From dc6fe2130c7d6c6ab62a97f8ebe7be889ff338c0 Mon Sep 17 00:00:00 2001
From: Janos Gabler <janos.gabler@gmail.com>
Date: Tue, 25 Jun 2024 12:35:07 +0200
Subject: [PATCH] Add section on numerical differentiation.

---
 docs/source/development/eep-02-typing.md | 112 ++++++++++++++++++++++-
 1 file changed, 111 insertions(+), 1 deletion(-)

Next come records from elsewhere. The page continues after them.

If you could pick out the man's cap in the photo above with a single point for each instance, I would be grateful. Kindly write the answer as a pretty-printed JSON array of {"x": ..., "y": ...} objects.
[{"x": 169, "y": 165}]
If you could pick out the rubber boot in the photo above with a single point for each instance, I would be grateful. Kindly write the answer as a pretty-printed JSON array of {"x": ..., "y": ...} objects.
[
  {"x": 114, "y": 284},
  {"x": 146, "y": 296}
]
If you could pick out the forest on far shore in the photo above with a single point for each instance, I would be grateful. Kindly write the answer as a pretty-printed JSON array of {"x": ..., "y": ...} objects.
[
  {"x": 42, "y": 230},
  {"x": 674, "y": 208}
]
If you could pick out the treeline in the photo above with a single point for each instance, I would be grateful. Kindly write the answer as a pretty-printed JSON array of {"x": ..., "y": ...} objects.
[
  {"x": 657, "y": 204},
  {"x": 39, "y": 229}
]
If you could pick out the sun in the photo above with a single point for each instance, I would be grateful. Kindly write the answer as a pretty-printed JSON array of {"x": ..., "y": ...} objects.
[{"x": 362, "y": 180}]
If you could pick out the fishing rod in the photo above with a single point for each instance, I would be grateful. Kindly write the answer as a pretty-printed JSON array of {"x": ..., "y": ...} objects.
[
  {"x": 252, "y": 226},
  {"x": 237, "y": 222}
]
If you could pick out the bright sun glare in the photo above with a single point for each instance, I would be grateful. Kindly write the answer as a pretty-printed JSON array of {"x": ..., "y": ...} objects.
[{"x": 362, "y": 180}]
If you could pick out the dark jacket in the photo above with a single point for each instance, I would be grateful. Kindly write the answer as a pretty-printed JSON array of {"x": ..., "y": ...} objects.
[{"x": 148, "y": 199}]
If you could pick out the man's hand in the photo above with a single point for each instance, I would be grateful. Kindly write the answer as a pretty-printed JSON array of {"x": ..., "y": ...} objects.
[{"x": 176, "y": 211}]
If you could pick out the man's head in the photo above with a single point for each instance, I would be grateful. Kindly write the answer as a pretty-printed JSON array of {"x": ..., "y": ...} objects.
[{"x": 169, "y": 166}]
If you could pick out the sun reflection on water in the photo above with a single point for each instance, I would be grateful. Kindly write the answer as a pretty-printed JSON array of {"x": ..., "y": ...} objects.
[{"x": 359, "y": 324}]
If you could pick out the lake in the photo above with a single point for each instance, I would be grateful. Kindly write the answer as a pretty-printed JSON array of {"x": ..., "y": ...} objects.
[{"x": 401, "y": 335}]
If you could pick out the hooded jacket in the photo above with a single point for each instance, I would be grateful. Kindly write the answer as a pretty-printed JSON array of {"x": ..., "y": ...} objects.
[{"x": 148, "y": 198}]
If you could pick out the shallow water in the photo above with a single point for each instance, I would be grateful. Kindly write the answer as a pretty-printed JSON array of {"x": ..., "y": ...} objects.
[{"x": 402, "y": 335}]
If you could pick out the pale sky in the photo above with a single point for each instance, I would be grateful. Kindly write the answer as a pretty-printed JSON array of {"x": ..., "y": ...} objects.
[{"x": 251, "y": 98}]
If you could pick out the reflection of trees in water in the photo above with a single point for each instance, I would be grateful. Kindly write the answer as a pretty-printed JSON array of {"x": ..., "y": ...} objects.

diff --git a/docs/source/development/eep-02-typing.md b/docs/source/development/eep-02-typing.md
index 213f70d9e..bf0f446f9 100644
--- a/docs/source/development/eep-02-typing.md
+++ b/docs/source/development/eep-02-typing.md
@@ -1018,10 +1018,120 @@ class InternalOptimizeResult:
 
 #### Current situation
 
-**Things we want to keep** **Problems**
+The following proposal applies to the functions `first_derivative` and
+`second_derivative`. Both functions have an interface that has grown over time and both
+return a relatively complex result dictionary. There are several arguments that govern
+which entries are stored in the result dictionary.
+
+The functions `first_derivative` and `second_derivative` allow params to be arbitrary
+pytrees. They work for scalar and vector valued functions and a `key` argument makes
+sure that they work for `criterion` functions that return a dict containing
+`"value", `"contributions", and `"root_contributions"`.
+
+In contrast to optimization, all pytree handling (for params and function outputs) is
+mixed with the calculation of the numerical derivatives. This can produce more
+informative error messages and save some memory. However it increases complexity
+extremely because we can make very few assumptions on types. There are many if
+conditions to deal with this situation.
+
+The interface is further complicated by supporting Richardson Extrapolation. This
+feature was inspired by [numdifftools](https://numdifftools.readthedocs.io/en/latest/)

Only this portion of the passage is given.